When did you first hear of croissants?

They were. Croissan’wiches are edible with some mayo and mustard, but mayo and mustard make many things better.

Almost exactly my experience as well. I was 7 or 8, in Paris with my family, and we had breakfast consisting of croissant, hot cocoa, coffee and juice. I liked the croissant, but didn’t care much for the “exotic” flavors of stuff like orange marmalade.

I’ve never not known about them. Not hard to get good ones in Montreal.

I don’t remember not knowing what they were. I wasn’t alive in 1970 but for m, born in the 80s, croissants were not weird or foreign in any way.

I had heard about croissants, but only had crescent rolls. It wasn’t until I honeymooned in Montreal in 1982 that I actually tasted one (and American croissants are just a cheap knockoff of the real thing).

As some others have said, I don’t remember not knowing what they were. I think my grandmother used to serve them to us. (Born in 1969.)

hold it! now i remember, it was in that reader’s digest article about bread.

Don’t bother. Burger King’s “croissants” are just slightly modified hamburger buns.

Oh God, same here. I was in Wisconsin, but yeah, the King was my first introduction to the croissant. Late 80s.

/And I’ve been to France! That was much later, but still.
//Pity I had to learn about this from a fast-food chain.

I’ve known about them as far back as I remember–born in 1976. I knew about them and ate them long before Burger King’s abomination was invented.

Oh god. This is bringing back a horrible, repressed memory of a high school class field trip to Alberta and a continental breakfast at the shitty chain hotel. Costco croissants. Margarine-laden, greasy to the touch, SOFT outside, sweet tasting… ew ew ew. I imagine that’s what the Burger King Cro-Sandwich is surrounded by?

Same here, but I don’t remember how old I was. Would’ve been early 80’s, I guess, so 10-ish?

Joe

Around 1977 IIRC (I must have been 5 or 6 at the time), same time as I had my first one, and I was living in Cape Town.

Me, too. I’d say I first learned of them around, say, age 7, or 1992. They were at Western Sizzlin’, a local buffet/salad bar place that had just put in a bakery bar. I’d eaten them before that in the form of pigs in a blanket (with those tiny sausages, not hotdogs) but I didn’t know what they were called then. I just called them blankets.

Not even as good as a Costco croissant. In my memory, the Burger King croissants started out being pretty decent (for fast food, anyway) but at some point they went cheap, and the “croissant” part of the sandwich became, like I said, a slightly modified hamburger bun.

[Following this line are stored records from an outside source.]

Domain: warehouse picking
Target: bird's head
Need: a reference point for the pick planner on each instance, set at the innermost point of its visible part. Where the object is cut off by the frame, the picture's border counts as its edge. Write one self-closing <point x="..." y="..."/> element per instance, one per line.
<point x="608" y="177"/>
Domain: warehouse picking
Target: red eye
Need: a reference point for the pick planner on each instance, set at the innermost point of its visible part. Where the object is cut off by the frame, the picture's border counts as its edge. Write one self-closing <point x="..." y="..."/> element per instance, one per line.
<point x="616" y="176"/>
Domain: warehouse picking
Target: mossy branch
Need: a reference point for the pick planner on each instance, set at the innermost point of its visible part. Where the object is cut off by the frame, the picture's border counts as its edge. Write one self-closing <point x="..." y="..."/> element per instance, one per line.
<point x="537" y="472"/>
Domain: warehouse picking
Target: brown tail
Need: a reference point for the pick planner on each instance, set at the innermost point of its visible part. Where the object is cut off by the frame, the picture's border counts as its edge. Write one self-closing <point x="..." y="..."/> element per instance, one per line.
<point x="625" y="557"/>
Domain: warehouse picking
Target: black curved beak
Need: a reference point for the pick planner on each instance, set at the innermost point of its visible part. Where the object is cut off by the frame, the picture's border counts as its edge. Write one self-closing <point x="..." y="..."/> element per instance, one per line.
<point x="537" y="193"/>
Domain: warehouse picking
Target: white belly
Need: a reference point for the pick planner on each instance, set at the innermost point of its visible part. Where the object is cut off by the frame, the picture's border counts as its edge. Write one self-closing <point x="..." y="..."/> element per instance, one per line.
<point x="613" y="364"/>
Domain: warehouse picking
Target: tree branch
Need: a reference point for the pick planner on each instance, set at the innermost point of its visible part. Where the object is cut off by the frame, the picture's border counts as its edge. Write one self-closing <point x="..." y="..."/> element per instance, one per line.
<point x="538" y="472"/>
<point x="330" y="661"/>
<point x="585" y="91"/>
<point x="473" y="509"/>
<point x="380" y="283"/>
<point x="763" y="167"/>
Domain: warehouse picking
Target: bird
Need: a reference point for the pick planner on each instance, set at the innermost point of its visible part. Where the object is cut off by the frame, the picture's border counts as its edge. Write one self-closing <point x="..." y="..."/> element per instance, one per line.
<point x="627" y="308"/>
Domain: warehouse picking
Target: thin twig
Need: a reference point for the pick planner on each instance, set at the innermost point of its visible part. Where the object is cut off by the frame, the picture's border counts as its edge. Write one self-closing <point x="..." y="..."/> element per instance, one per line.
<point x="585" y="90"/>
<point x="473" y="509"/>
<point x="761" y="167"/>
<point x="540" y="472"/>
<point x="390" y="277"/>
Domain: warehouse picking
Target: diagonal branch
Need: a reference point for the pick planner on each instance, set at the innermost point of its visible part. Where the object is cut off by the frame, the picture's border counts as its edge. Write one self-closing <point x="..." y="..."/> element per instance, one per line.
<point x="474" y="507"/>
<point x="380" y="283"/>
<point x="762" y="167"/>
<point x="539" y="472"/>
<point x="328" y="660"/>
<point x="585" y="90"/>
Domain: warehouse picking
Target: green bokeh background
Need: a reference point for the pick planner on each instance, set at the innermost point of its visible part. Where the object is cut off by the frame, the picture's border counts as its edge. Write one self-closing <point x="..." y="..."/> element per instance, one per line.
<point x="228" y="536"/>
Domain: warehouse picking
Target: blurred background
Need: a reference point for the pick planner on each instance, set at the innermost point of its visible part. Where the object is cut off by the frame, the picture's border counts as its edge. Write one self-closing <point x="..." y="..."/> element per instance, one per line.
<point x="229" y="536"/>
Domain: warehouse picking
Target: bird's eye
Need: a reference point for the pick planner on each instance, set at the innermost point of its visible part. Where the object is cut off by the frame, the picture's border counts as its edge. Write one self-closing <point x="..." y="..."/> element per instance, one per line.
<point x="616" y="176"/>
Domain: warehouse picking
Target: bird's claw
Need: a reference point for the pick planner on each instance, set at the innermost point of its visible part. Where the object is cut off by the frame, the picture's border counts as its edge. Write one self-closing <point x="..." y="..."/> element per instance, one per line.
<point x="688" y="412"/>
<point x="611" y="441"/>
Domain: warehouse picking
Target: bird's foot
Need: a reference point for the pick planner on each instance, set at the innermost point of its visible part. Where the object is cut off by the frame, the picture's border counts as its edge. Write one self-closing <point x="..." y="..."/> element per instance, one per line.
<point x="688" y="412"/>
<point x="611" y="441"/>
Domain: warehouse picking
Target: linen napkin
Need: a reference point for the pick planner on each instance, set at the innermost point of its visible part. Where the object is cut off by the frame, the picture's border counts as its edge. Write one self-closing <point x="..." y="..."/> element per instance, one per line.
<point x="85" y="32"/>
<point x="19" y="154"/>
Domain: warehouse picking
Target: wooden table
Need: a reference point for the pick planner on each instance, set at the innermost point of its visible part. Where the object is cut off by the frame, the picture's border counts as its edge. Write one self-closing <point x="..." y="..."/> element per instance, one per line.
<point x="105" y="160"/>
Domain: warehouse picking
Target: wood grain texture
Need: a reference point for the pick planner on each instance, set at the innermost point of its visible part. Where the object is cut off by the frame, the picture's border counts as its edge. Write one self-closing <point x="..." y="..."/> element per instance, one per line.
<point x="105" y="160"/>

Now it could be that my memory is playing tricks and it has been the same horrible bun all along.

As to the history/location etc. I am in PA, and first exposure was early 80’s (not sure exactly)

Since I have memory of bread (born in 1970). Peru.

September 1970, Paris France.

Why? What is significant about 1970?

But if you were in Wisconsin, you could’ve walked down State St. in Madison and ducked into a little french restaurant called The Bakers’ Rooms of the Ovens of Brittany.

Where you could watch the very different people* making very different rolls, buttering and folding dough into 54 layers.
*an offshoot of the Findhorn Community in Scotland (remember the people moving boulders with their minds in My Dinner With André?), they moved to Madison en masse to make croissants.

This. They were probably the third bread product I was introduced to, after sliced loaves and chapattis.